Catchy Song...Bad Theology

Jesus, tell my Father I want to be His child again
Tell Him what my name is In case He's forgotten
Tell Him I'm the woman at the well Drawing water
And I'm sorry if I've been His Reluctant daughter

Jesus, tell my angels To keep me in their prayers
Remind them how I need To feel them everywhere
Tell 'em I'm ready to drink Living water
I don't want my angels to think I'm His reluctant daughter

Jesus, tell my Father I want to come to heaven
Tell Him to shout my name out So I won't be forgotten
-Lyrics by Sally Barris and Jon Vezner
Sung by Martina McBride

OK, I really like Martina's music. When I'm in the mood for country, she's at the top of my list. Since the CD with this song is in my car player, I heard "Reluctant Daughter" a couple of days ago. I even voiced my opinion--which is rare since I so often drive only with children 2 years old and younger--to my husband, that this song was really sweet and catchy, but the theology was just twisted enough to exasperate me. I do appreciate the allusion to the woman at the well, a wandering soul who regrets having wandered away and wishes to return to the family. Haven't most of us been in that situation at some point? So the overall message is "I want to come back." Got it.

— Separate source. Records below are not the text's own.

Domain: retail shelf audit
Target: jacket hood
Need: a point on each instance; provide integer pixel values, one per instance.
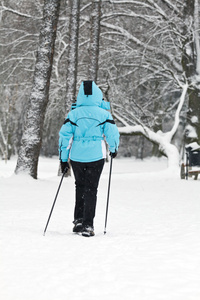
(89, 94)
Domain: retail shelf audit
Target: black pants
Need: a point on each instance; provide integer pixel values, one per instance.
(87, 177)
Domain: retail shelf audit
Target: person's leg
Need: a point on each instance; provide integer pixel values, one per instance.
(93, 172)
(79, 174)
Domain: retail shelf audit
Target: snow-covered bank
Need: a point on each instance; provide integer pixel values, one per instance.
(151, 249)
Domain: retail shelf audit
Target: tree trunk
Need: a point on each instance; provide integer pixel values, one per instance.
(32, 135)
(94, 40)
(191, 66)
(72, 53)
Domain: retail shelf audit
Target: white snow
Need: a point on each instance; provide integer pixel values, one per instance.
(151, 250)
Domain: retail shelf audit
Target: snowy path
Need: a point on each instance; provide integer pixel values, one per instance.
(151, 250)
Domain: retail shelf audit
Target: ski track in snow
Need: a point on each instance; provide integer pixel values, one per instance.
(151, 250)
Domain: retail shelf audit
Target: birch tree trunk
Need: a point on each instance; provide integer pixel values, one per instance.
(191, 66)
(32, 135)
(72, 53)
(94, 39)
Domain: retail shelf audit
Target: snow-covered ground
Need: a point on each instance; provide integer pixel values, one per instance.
(151, 250)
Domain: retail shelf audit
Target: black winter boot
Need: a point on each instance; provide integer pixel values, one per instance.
(88, 231)
(78, 226)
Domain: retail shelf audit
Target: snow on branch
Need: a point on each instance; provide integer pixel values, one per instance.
(16, 12)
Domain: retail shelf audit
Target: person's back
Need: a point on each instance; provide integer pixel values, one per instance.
(82, 138)
(87, 124)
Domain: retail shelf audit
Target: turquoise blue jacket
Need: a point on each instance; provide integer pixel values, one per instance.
(83, 134)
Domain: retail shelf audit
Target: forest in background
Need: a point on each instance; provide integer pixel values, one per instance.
(147, 51)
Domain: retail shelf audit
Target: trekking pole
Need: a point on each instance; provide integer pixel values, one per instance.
(108, 195)
(54, 201)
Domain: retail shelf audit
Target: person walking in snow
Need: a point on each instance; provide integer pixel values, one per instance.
(82, 140)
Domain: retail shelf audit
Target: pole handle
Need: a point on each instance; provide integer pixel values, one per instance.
(54, 203)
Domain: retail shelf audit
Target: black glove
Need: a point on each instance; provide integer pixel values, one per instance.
(113, 154)
(64, 166)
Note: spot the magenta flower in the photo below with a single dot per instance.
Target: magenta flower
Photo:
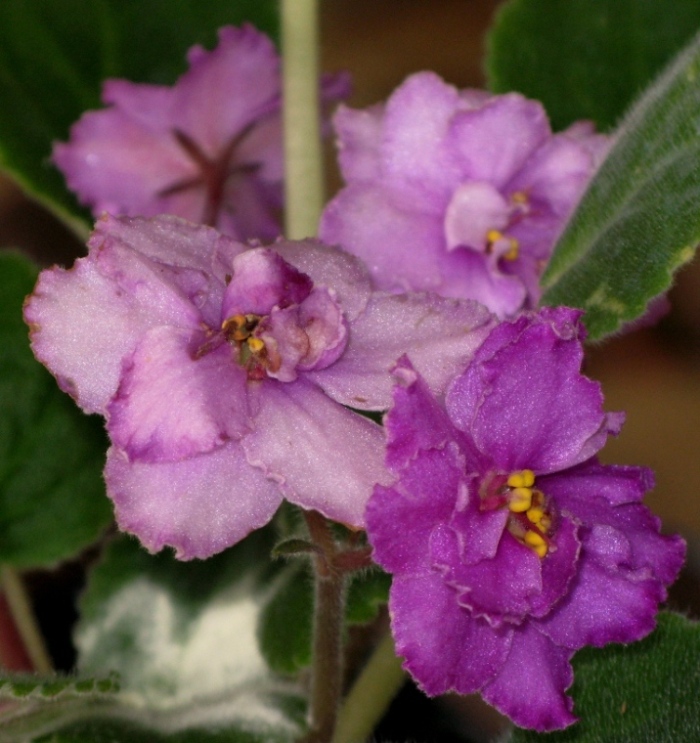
(457, 192)
(510, 546)
(208, 149)
(224, 372)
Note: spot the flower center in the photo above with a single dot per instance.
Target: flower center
(252, 353)
(530, 517)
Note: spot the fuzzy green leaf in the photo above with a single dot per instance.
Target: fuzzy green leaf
(586, 59)
(639, 220)
(182, 637)
(54, 56)
(52, 500)
(647, 692)
(30, 687)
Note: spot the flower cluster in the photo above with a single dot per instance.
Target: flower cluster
(224, 371)
(231, 373)
(458, 192)
(511, 547)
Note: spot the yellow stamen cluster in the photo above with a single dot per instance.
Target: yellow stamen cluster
(524, 498)
(239, 329)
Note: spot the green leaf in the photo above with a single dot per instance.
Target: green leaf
(52, 500)
(286, 620)
(368, 592)
(182, 638)
(639, 220)
(55, 54)
(647, 692)
(31, 687)
(586, 59)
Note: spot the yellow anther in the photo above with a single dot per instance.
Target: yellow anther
(520, 500)
(514, 251)
(536, 542)
(255, 345)
(535, 515)
(521, 479)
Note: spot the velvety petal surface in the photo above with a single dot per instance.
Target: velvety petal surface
(524, 413)
(401, 249)
(332, 268)
(401, 519)
(530, 686)
(438, 335)
(199, 506)
(171, 405)
(494, 142)
(227, 88)
(85, 321)
(445, 649)
(322, 456)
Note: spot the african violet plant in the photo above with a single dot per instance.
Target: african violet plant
(384, 389)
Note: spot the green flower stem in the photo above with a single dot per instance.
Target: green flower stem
(371, 695)
(329, 613)
(302, 133)
(22, 613)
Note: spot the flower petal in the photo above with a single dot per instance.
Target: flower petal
(525, 413)
(400, 519)
(171, 405)
(445, 649)
(493, 143)
(85, 321)
(439, 336)
(199, 506)
(530, 686)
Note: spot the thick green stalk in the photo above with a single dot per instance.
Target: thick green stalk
(302, 133)
(371, 694)
(22, 613)
(329, 614)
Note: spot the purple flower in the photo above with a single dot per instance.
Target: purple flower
(208, 149)
(224, 372)
(458, 192)
(510, 546)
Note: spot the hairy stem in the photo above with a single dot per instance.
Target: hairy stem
(22, 613)
(329, 610)
(301, 116)
(371, 694)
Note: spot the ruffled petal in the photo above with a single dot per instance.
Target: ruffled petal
(530, 686)
(323, 456)
(199, 506)
(402, 249)
(85, 321)
(227, 88)
(524, 413)
(493, 143)
(332, 268)
(445, 649)
(418, 159)
(474, 209)
(359, 135)
(262, 280)
(438, 335)
(171, 405)
(400, 519)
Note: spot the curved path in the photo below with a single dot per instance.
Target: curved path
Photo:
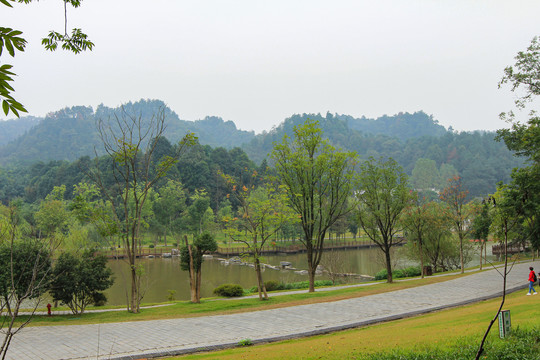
(147, 339)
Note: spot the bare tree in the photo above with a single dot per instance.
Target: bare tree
(130, 142)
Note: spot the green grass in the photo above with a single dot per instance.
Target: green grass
(214, 306)
(446, 332)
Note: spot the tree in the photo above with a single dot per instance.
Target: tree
(191, 259)
(454, 195)
(318, 181)
(199, 214)
(12, 41)
(507, 205)
(79, 280)
(513, 203)
(416, 221)
(25, 266)
(129, 142)
(480, 228)
(52, 215)
(169, 206)
(261, 214)
(382, 195)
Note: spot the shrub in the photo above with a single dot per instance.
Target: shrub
(229, 290)
(399, 273)
(99, 299)
(292, 286)
(272, 285)
(245, 342)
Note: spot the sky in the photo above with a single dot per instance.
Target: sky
(258, 62)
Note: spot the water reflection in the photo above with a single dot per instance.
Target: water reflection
(165, 274)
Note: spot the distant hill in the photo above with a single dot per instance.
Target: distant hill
(365, 136)
(402, 126)
(71, 132)
(12, 129)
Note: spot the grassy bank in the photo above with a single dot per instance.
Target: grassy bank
(453, 334)
(182, 309)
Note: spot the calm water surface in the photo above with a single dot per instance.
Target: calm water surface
(165, 274)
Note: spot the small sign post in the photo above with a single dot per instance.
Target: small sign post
(504, 323)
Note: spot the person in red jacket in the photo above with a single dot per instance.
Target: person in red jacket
(532, 279)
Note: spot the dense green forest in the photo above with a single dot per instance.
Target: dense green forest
(51, 152)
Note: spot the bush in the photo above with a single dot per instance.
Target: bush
(229, 290)
(292, 286)
(99, 299)
(272, 285)
(399, 273)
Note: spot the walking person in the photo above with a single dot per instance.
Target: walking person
(532, 280)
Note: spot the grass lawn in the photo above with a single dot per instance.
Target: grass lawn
(441, 329)
(222, 306)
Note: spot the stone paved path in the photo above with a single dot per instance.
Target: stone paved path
(146, 339)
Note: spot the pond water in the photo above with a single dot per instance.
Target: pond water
(163, 275)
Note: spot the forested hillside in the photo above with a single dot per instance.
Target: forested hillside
(12, 129)
(71, 132)
(49, 148)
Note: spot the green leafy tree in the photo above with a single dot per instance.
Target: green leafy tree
(191, 259)
(416, 221)
(462, 213)
(261, 214)
(25, 266)
(169, 206)
(318, 181)
(480, 228)
(199, 215)
(80, 279)
(52, 216)
(12, 41)
(382, 194)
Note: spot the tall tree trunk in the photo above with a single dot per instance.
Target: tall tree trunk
(192, 279)
(388, 263)
(198, 285)
(311, 270)
(461, 253)
(134, 292)
(421, 258)
(260, 283)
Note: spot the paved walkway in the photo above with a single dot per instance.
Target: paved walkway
(147, 339)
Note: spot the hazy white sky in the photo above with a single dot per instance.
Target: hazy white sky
(258, 62)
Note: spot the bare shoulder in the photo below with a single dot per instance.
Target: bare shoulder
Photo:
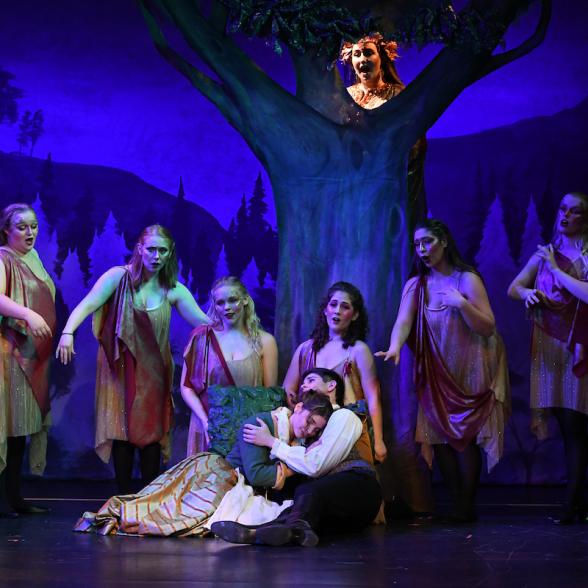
(410, 285)
(114, 274)
(178, 292)
(361, 350)
(471, 279)
(267, 340)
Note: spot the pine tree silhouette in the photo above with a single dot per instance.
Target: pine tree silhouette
(81, 234)
(46, 191)
(476, 209)
(182, 231)
(497, 267)
(222, 267)
(107, 249)
(71, 281)
(46, 243)
(202, 266)
(531, 234)
(547, 205)
(237, 245)
(250, 277)
(9, 96)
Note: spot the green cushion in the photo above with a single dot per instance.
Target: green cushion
(229, 406)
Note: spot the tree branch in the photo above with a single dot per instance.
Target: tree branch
(319, 85)
(266, 110)
(208, 87)
(502, 59)
(453, 69)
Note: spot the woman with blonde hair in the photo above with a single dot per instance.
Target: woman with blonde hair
(233, 351)
(27, 322)
(553, 285)
(135, 367)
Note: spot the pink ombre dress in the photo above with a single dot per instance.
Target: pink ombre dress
(559, 359)
(461, 380)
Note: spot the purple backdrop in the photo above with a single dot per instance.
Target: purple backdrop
(122, 128)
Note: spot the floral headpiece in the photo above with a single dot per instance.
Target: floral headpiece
(389, 47)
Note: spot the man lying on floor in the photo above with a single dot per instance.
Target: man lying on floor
(341, 492)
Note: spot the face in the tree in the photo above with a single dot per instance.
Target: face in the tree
(429, 247)
(366, 62)
(571, 219)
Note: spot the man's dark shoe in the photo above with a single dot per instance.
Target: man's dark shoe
(303, 534)
(234, 532)
(274, 534)
(24, 507)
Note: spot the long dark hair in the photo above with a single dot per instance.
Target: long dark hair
(317, 404)
(358, 328)
(168, 275)
(327, 375)
(555, 239)
(440, 230)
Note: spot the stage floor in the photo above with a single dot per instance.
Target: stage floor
(513, 544)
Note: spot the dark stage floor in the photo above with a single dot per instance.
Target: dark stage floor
(513, 544)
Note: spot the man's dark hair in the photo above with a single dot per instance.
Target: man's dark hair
(327, 375)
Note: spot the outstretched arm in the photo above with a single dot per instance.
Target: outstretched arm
(194, 403)
(576, 287)
(472, 303)
(521, 288)
(371, 388)
(258, 467)
(340, 435)
(96, 297)
(8, 307)
(269, 359)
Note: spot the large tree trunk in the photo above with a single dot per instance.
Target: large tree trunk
(347, 225)
(348, 221)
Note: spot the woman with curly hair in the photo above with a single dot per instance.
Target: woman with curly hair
(134, 367)
(461, 375)
(232, 351)
(337, 343)
(553, 285)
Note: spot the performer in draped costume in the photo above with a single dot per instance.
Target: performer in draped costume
(461, 374)
(27, 322)
(553, 285)
(134, 367)
(233, 351)
(181, 501)
(337, 343)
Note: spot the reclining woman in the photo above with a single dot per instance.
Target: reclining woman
(180, 501)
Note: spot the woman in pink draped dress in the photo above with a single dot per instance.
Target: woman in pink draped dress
(461, 375)
(553, 285)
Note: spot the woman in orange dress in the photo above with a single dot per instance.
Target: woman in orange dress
(27, 322)
(134, 368)
(553, 285)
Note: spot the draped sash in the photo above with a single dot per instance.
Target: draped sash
(126, 335)
(453, 412)
(33, 354)
(562, 315)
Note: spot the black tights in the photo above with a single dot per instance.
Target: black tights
(574, 430)
(10, 493)
(461, 474)
(123, 456)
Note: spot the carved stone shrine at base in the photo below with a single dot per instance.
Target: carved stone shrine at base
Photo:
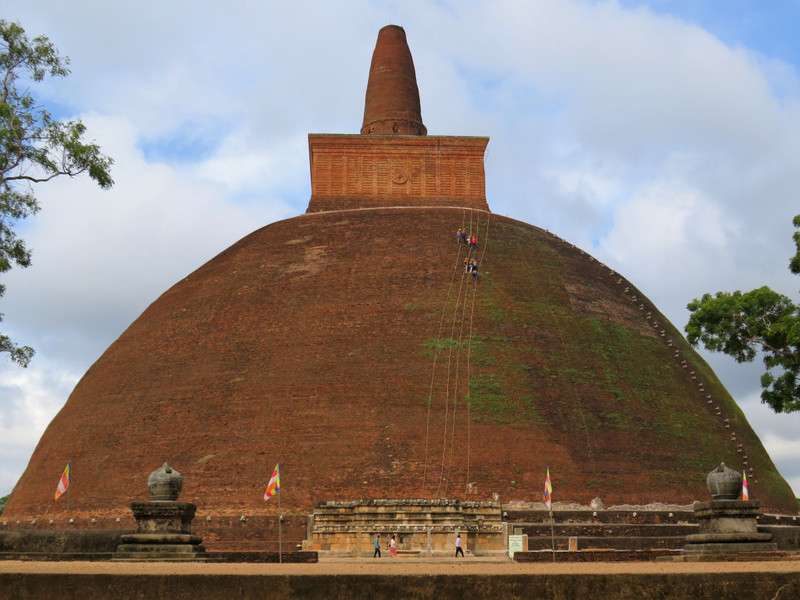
(420, 526)
(727, 527)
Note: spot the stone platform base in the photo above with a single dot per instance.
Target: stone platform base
(729, 548)
(566, 586)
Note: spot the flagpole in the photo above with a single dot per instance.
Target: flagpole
(69, 489)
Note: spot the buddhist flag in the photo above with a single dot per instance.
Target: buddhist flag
(548, 491)
(274, 485)
(63, 483)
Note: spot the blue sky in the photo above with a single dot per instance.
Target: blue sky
(662, 137)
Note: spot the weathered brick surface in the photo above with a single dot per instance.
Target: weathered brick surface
(312, 341)
(365, 171)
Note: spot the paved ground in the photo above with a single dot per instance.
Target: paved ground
(398, 566)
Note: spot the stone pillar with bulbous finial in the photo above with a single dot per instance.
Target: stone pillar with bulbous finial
(727, 525)
(163, 525)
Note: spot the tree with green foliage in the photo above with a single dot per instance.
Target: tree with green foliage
(34, 147)
(741, 325)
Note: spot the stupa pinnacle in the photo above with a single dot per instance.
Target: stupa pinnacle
(392, 102)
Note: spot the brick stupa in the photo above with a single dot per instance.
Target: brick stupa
(350, 344)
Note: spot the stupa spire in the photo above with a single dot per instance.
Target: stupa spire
(392, 102)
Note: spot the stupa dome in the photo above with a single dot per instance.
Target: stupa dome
(351, 344)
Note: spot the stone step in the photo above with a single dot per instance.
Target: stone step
(609, 543)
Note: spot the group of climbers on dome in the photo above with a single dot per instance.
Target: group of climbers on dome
(470, 264)
(462, 237)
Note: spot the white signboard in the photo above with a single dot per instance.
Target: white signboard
(516, 543)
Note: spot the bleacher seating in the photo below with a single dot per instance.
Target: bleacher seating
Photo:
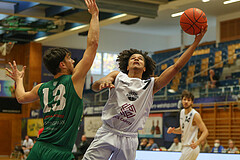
(195, 72)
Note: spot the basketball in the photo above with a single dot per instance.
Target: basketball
(192, 21)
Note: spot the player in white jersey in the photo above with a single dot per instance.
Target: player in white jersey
(129, 103)
(190, 122)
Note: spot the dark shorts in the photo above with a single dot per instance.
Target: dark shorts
(47, 151)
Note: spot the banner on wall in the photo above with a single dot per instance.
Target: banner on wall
(165, 105)
(91, 125)
(33, 126)
(153, 127)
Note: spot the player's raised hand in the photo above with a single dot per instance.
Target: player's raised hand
(92, 6)
(194, 145)
(107, 84)
(170, 130)
(15, 74)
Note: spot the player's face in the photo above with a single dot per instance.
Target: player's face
(69, 63)
(187, 102)
(136, 61)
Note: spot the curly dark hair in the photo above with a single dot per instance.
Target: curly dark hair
(187, 94)
(124, 56)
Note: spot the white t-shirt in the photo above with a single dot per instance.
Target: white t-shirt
(189, 132)
(129, 103)
(175, 147)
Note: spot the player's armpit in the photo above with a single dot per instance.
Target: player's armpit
(29, 96)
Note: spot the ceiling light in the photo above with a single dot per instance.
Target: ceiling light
(177, 14)
(230, 1)
(41, 38)
(171, 91)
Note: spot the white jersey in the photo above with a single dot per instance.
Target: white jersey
(189, 132)
(129, 103)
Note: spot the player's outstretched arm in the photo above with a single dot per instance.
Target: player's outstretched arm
(21, 95)
(81, 69)
(105, 82)
(174, 130)
(198, 120)
(171, 71)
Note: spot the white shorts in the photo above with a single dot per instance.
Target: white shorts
(112, 143)
(189, 154)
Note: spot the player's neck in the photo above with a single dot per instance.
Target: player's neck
(135, 74)
(60, 74)
(188, 110)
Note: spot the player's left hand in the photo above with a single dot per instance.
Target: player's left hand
(107, 84)
(92, 6)
(194, 145)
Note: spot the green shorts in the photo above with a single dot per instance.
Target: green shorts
(47, 151)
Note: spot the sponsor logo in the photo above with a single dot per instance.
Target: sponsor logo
(132, 96)
(128, 110)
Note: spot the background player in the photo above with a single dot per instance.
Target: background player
(190, 122)
(129, 102)
(60, 98)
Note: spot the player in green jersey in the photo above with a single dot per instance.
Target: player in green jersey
(60, 98)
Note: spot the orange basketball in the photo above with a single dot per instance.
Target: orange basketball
(192, 21)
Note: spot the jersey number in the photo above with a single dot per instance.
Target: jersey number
(60, 97)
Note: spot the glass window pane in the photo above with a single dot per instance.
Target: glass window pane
(97, 64)
(109, 63)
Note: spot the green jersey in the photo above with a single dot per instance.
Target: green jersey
(62, 112)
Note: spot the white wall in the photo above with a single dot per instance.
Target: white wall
(115, 41)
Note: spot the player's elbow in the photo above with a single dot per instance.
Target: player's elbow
(93, 43)
(207, 133)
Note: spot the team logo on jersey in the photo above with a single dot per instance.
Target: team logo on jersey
(187, 119)
(128, 110)
(132, 96)
(54, 83)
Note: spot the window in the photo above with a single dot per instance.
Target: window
(109, 63)
(97, 64)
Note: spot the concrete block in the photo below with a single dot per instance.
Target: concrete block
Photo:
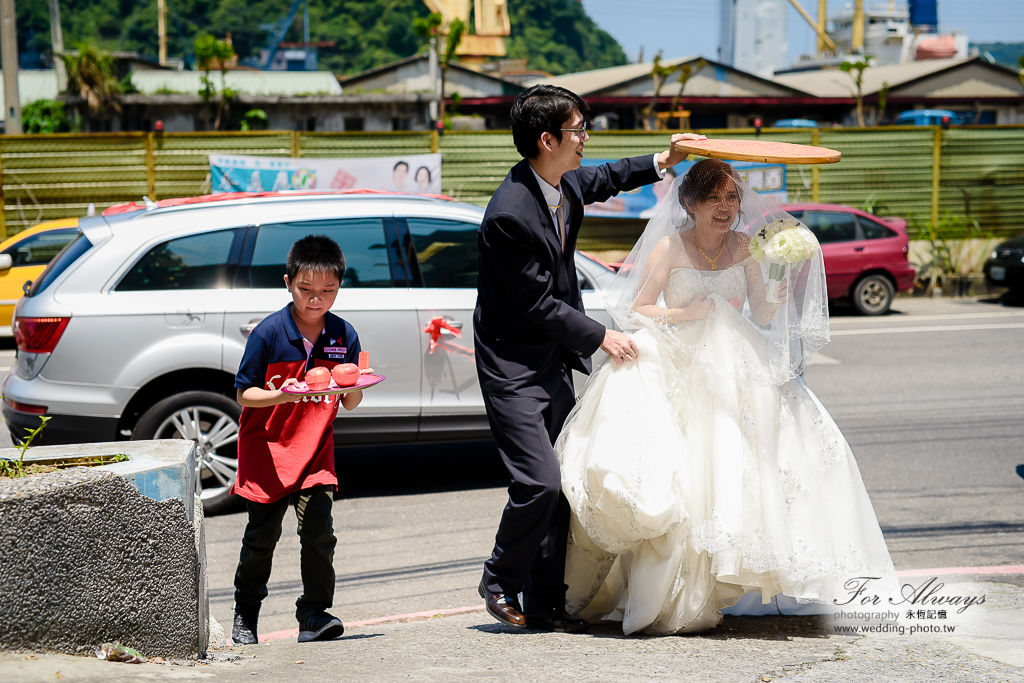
(118, 552)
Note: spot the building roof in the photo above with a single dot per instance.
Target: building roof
(287, 83)
(32, 85)
(412, 75)
(714, 80)
(974, 77)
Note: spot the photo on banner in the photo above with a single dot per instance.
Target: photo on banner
(766, 179)
(418, 174)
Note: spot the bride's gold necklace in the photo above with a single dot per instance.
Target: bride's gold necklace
(713, 262)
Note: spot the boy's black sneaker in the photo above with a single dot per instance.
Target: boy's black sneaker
(321, 627)
(244, 627)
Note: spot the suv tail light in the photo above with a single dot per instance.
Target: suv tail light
(39, 335)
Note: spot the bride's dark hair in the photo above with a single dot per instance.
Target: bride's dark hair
(705, 177)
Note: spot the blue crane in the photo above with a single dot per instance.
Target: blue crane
(280, 29)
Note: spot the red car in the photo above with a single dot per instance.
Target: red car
(865, 255)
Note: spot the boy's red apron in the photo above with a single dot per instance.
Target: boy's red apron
(286, 447)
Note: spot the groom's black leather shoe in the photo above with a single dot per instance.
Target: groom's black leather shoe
(557, 621)
(500, 608)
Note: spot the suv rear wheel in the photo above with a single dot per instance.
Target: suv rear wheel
(872, 295)
(211, 421)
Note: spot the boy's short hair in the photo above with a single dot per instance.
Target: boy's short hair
(315, 253)
(542, 109)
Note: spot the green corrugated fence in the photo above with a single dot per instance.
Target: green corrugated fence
(922, 174)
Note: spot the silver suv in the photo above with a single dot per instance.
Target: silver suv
(136, 329)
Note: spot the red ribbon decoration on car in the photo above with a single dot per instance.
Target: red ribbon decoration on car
(434, 330)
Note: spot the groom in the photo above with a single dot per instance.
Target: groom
(530, 332)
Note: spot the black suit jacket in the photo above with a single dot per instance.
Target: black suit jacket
(529, 326)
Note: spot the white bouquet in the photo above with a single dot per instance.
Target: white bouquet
(784, 244)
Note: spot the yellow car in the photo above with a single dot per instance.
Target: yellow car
(30, 251)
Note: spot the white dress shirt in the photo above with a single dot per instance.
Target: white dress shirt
(553, 196)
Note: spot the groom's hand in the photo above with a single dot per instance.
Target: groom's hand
(671, 157)
(620, 346)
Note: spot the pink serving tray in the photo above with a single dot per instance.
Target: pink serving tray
(365, 381)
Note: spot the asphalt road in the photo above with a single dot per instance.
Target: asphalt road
(931, 398)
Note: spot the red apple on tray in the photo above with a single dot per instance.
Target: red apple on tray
(318, 379)
(345, 374)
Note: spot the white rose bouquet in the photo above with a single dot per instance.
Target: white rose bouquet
(784, 244)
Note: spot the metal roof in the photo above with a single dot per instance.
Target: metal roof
(715, 80)
(244, 82)
(32, 85)
(834, 83)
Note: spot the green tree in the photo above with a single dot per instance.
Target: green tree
(856, 71)
(47, 116)
(91, 77)
(660, 74)
(558, 36)
(686, 72)
(211, 52)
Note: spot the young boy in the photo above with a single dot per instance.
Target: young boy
(286, 442)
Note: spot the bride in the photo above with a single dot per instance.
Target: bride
(707, 469)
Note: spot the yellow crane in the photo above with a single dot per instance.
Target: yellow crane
(493, 25)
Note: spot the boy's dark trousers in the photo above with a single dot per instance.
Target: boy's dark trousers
(312, 509)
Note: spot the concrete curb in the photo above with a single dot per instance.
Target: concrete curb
(115, 552)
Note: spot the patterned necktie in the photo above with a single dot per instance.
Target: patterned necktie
(560, 215)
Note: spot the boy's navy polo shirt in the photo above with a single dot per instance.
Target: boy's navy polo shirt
(286, 447)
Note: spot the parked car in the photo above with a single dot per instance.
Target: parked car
(1005, 266)
(865, 256)
(30, 251)
(137, 327)
(796, 123)
(934, 118)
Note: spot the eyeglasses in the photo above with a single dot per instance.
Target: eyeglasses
(579, 131)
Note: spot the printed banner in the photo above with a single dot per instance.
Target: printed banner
(766, 179)
(419, 174)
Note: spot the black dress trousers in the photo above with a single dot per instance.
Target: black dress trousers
(529, 546)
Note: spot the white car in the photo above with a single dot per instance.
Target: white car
(136, 329)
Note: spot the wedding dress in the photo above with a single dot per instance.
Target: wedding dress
(694, 479)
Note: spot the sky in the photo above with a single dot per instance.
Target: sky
(691, 27)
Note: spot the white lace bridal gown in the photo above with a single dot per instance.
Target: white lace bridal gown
(693, 480)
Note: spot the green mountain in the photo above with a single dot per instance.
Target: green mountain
(1005, 53)
(553, 35)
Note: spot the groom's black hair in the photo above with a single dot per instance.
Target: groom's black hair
(539, 110)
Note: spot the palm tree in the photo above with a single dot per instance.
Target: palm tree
(856, 71)
(432, 28)
(660, 75)
(91, 77)
(686, 72)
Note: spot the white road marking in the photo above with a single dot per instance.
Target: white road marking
(931, 328)
(933, 316)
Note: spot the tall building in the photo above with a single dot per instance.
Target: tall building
(754, 35)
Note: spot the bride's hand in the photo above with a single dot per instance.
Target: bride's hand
(672, 156)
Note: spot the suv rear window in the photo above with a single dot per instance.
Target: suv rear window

If only the writers had phrased it differently. For instance, she's talking to Jesus, but asking him to pass along some messages to the Father (I can live with that) and her angels. Oops. Seems like she should have stuck with telling Jesus that she was sorry for being reluctant. He's the one who counts, and the one who can change her life...not her (I assume, guardian) angel.

But really, even the first line has problems: "I want to be His child again." Once you are His child, you are always his child. Nothing can snatch us out of His hand (John 10:29). Then, in line two: "in case he's forgotten" (repeated in the last line). Does God forget his child? Can he? Absolutely not!

Even my almost-six-year-old, who heard the song today and apparently was listening closely, caught the error in the lyrics. He piped up as the song faded away, "Mom, that lady didn't know she really was going to go to heaven." After some questioning to see what he really meant, it became clear that he felt bad for the singer ("the lady") because she thought God might forget her, and he (Nate) knew that that was impossible. She's talking to Jesus, referring to God as "Father," and wanting to be his child, so Nate figured she must have already believed in Jesus...and heaven is guaranteed to those who believe. So what's her problem?! He felt sorry that she was so confused.

I was so proud.

But every time I hear the song, it frustrates me that bad theology--close, but not truly accurate--might confuse someone who has strayed from God.

"...if you confess with your mouth that Jesus is Lord and believe in your heart that
God raised him from the dead,
you will be
saved" (Romans 10:9) .

On the other hand, I luuuuvv "In My Daughter's Eyes" and "This One's For the Girls."